Ovunque ci sarà un’automobile, infatti, e grazie alla tecnologia a bordo dei veicoli di ultima generazione sempre più sofisticata e fatta di microfoni, telecamere e sensori, sarà possibile per il governo cinese intascare dati su quanto avviene per mezzo di tali vetture connesse.
Dopo la massificazione della tecnologia facciale in grado di riconoscere, schedare e catalogare (grazie a telecamere sparse ovunque) i suoi 1,4 miliardi di abitanti, e dopo il “pedinamento digitale” dei cinesi attraverso Wechat (l’applicazione simil-WhatsApp ma in salsa orientale), adesso il governo di Xi Jinping ha compreso il potenziale delle auto connesse, e potrebbe utilizzare tale tecnologia per raccogliere e collezionare dati, abitudini e luoghi visitati dai propri connazionali e da tutti coloro i quali acquisteranno le auto cinesi “smart”, anche all’estero.
Con la scusa di monitorare i parametri vitali del mezzo (consumi, velocità e altri dati che potrebbero – almeno in linea teorica – avere qualche interesse assicurativo e di sicurezza) il governo cinese è in grado già adesso di conoscere tutto di chi è alla guida, compreso il numero di persone trasportate, i bagagli stivati, la posizione del mezzo e quindi i luoghi maggiormente frequentati ecc.., trasformando la Cina in una grande centrale automobilistica connessa.
Senza contare che, grazie ai sensori vocali istallati all’interno dell’abitacolo (il cui utilizzo fisiologico è finalizzato per impartire i comandi al veicolo stesso) un’ipotetica control room sarebbe in grado di poter ascoltare le conversazioni all’interno e all’esterno della vettura, e le telecamere istallate (ad esempio per favorire le retromarce) possono essere tranquillamente usate per prelevare immagini mentre il veicolo è in transito.
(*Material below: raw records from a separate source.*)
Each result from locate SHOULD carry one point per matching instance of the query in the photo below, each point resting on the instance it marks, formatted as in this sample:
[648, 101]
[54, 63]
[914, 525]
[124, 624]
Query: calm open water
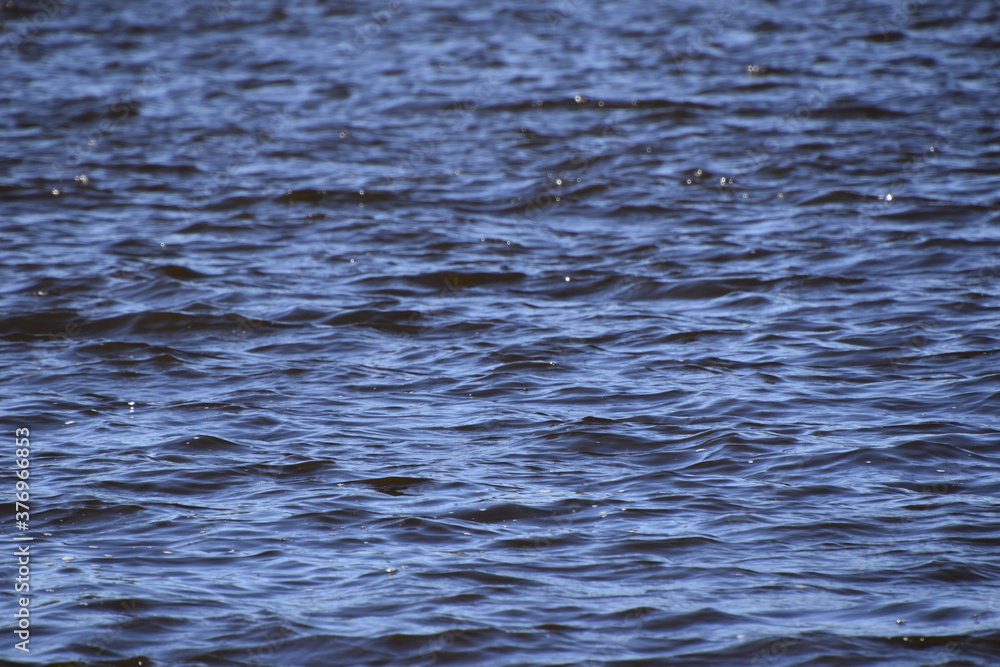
[503, 333]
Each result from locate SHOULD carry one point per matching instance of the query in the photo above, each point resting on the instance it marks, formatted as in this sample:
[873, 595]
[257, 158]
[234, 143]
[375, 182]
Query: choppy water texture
[504, 333]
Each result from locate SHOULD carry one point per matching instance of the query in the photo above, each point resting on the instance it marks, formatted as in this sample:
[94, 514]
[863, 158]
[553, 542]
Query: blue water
[480, 333]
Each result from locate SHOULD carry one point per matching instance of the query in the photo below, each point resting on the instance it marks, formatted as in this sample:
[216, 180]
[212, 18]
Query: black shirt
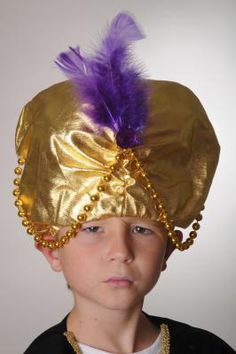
[184, 339]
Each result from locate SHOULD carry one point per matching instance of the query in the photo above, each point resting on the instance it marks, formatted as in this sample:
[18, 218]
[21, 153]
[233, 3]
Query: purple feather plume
[111, 83]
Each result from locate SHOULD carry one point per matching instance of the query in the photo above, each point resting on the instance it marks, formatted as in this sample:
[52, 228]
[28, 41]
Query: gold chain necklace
[165, 340]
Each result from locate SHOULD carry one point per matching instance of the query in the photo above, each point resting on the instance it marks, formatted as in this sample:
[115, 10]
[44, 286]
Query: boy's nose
[119, 246]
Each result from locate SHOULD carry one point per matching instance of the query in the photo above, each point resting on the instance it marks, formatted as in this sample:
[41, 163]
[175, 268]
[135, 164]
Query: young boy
[113, 164]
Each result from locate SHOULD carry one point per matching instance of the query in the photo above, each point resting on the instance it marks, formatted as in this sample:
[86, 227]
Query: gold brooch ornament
[138, 172]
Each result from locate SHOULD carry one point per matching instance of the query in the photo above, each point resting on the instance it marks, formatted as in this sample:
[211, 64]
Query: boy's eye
[92, 229]
[141, 230]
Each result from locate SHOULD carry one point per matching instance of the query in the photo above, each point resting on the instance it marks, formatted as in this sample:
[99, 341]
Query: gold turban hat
[75, 171]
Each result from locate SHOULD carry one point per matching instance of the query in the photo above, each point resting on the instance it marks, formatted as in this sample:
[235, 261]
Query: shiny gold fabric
[67, 154]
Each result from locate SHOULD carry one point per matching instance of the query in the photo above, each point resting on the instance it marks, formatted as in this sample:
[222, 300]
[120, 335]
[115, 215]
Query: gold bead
[189, 241]
[64, 239]
[82, 217]
[21, 161]
[44, 243]
[199, 217]
[17, 181]
[168, 226]
[101, 188]
[37, 238]
[75, 226]
[25, 222]
[193, 234]
[196, 226]
[30, 231]
[16, 192]
[94, 198]
[163, 217]
[87, 208]
[183, 247]
[69, 233]
[107, 178]
[18, 170]
[18, 203]
[51, 245]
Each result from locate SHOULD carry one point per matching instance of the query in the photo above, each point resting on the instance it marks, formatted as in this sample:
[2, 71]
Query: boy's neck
[115, 331]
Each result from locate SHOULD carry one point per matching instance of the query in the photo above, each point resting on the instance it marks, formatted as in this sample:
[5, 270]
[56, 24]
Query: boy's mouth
[119, 281]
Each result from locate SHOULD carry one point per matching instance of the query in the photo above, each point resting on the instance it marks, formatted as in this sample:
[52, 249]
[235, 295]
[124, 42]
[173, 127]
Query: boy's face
[113, 262]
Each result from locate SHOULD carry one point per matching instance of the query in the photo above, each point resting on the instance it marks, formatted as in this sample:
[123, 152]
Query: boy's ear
[170, 248]
[52, 256]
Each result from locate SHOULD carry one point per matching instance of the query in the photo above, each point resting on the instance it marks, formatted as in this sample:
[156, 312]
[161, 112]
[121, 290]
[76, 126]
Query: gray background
[192, 42]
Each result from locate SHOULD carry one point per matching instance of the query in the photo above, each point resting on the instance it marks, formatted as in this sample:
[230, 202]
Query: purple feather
[111, 83]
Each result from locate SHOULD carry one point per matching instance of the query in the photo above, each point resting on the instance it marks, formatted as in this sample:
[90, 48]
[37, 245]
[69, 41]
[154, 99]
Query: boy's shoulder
[184, 339]
[51, 341]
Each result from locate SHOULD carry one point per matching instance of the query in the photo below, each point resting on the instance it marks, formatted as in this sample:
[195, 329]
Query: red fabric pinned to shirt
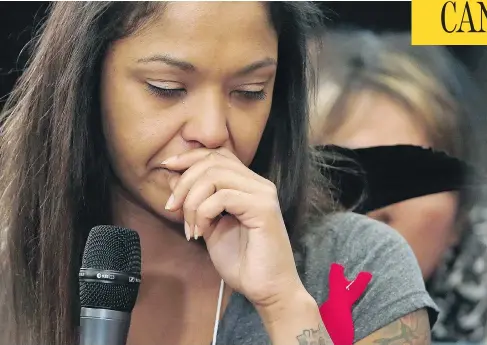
[336, 312]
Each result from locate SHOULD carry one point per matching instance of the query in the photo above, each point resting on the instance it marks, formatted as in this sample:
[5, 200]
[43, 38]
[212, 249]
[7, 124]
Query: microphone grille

Ma, dice il proverbio, come si opera si giudica. Ed è per questo che, recentemente, il governo di Pechino ha vietato a militari e impiegati pubblici di utilizzare veicoli Tesla, proprio perché essi sono dotati di una serie di equipaggiamenti tecnologici che – a dire del governo – potrebbero mettere in pericolo la sicurezza dello stato (leggi spionaggio). L’iniziativa fa seguito alla richiesta di ritiro, nel 2020, di 36.000 vetture create da Elon Musk, a cui il governo cinese ha chiesto di sostituire i touch screen presenti a bordo per presunti “problemi di qualità”, ovvero il timore che tali dispositivi potessero essere utilizzati dall’azienda a stelle e strisce per monitorare gli abitanti cinesi alla guida (e sbirciare quanto accade fuori dall’automobile, compresi obiettivi sensibili o interni di parcheggi militari). Nei giorni scorsi è stato introdotto l’obbligo, a carico di sviluppatori e case automobilistiche internazionali, di richiedere un’apposita licenza per registrare sul territorio cinese i dati raccolti dal veicolo.
Una guerra tecnologica, dunque, giocata sui due milioni di chilometri di strade cinesi che già indica come lunga sarà la via che condurrà alla pace automobilistica.